Daljit Uppal, who used to work at Aldersley High School in Wolverhampton, had the ban imposed at a teacher’s disciplinary panel.
It comes in the wake of a conviction for fraud which led to her being jailed.
Uppal, also known as Daljit Kaur, billed the school for 1,000 scarves which were reportedly bought from India for £6.50 each.
However, she in fact bought the scarves from a Wolverhampton company and only paid the company £2,200 – leaving £4,300 for her to pocket herself.
In a decision taken on behalf of Education Secretary Justine Greening, Uppal has been banned from ever teaching again on the basis of her dishonesty.
The ban follows a National College of Teaching and Leadership (NCTL) disciplinary hearing in Coventry and was imposed by Alan Meyrick, deputy director of the NCTL.
Uppal, 43, was sentenced at Wolverhampton Crown Court to an eight-month jail sentence, ordered to pay £4,300 compensation or serve a consecutive three months in default of payment and pay a £100 victim surcharge.
The panel’s findings say her behaviour could impact on public confidence in teachers.
She was taken on at the school in 2010 as assistant head teacher for numeracy and resigned in August 2015.
A report of the panel’s findings said: “She misused the school’s money and appears to have intended to make a personal gain from this.”
Recommending that there should be an indefinite ban the panel said: “We are of the view prohibition is both proportionate and appropriate.

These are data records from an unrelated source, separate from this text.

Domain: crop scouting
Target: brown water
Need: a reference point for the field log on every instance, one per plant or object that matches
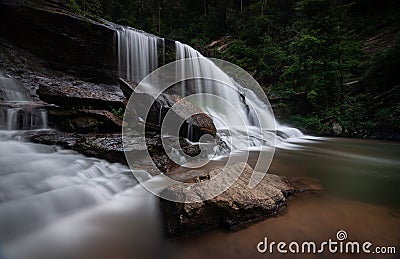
(361, 196)
(361, 180)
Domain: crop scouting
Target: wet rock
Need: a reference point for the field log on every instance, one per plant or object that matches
(194, 122)
(237, 205)
(110, 147)
(85, 121)
(67, 42)
(82, 94)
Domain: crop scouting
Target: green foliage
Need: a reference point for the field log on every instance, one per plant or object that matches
(312, 56)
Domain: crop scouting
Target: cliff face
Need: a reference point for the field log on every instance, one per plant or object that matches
(66, 42)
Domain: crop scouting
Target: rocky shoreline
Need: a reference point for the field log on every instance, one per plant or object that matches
(62, 69)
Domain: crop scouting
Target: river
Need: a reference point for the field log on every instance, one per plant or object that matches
(59, 204)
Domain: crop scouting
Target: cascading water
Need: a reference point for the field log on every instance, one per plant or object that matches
(131, 41)
(17, 110)
(45, 190)
(138, 53)
(12, 90)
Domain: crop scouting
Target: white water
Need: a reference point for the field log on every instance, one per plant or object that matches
(60, 204)
(17, 111)
(13, 90)
(138, 53)
(249, 120)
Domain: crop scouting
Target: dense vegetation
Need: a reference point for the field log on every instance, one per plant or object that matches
(322, 62)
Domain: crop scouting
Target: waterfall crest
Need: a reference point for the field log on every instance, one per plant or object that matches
(138, 53)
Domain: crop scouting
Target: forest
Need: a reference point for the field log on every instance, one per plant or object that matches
(329, 67)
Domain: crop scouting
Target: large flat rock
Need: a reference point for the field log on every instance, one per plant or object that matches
(237, 205)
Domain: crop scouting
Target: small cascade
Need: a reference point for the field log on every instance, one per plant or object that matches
(17, 110)
(138, 53)
(23, 116)
(12, 90)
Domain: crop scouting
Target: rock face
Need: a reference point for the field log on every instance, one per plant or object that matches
(238, 205)
(82, 94)
(195, 123)
(85, 121)
(110, 147)
(67, 42)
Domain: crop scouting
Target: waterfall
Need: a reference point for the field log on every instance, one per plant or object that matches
(44, 189)
(12, 90)
(17, 110)
(138, 53)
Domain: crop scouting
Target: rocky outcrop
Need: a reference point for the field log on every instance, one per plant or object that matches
(82, 94)
(195, 123)
(85, 121)
(237, 205)
(111, 148)
(64, 41)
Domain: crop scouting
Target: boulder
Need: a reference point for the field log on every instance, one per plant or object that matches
(110, 147)
(194, 122)
(237, 205)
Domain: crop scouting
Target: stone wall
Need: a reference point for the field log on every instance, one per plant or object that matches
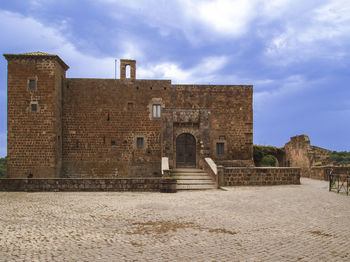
(259, 176)
(322, 172)
(300, 153)
(34, 136)
(76, 184)
(88, 128)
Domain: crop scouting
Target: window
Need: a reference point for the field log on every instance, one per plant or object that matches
(32, 84)
(220, 149)
(140, 142)
(156, 111)
(33, 107)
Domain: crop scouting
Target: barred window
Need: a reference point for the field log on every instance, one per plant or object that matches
(140, 142)
(33, 107)
(32, 84)
(156, 111)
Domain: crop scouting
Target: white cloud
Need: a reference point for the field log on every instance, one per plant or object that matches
(226, 17)
(205, 72)
(323, 31)
(286, 87)
(38, 37)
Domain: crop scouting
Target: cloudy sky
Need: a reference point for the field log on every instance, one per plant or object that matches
(296, 53)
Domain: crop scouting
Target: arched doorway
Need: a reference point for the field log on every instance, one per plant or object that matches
(185, 150)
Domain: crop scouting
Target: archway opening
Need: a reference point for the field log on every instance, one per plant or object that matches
(185, 150)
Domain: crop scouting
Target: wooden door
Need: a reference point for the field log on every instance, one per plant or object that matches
(185, 150)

“The panel has decided the public interest considerations outweigh the interests of Ms Uppal.
“The seriousness of the offence, fact that it occurred in an education setting, and Ms Uppal’s initial attempt to cover it up when questioned by her colleagues were significant factors in forming that opinion.
“Accordingly, the panel makes a recommendation to the Secretary of State that a prohibition order should be imposed with immediate effect.”
In many cases where bans are imposed on teachers the way is left open for them to seek to have the bans lifted after a set period – but this was not considered appropriate for Uppal.
Imposing the ban Mr Meyrick said Uppal’s offence involved ‘fraud and dishonesty’ on the part of a senior teacher.
It is open to Uppal, formerly of Greenock Crescent, Lanesfield, to mount a High Court challenge to the ban.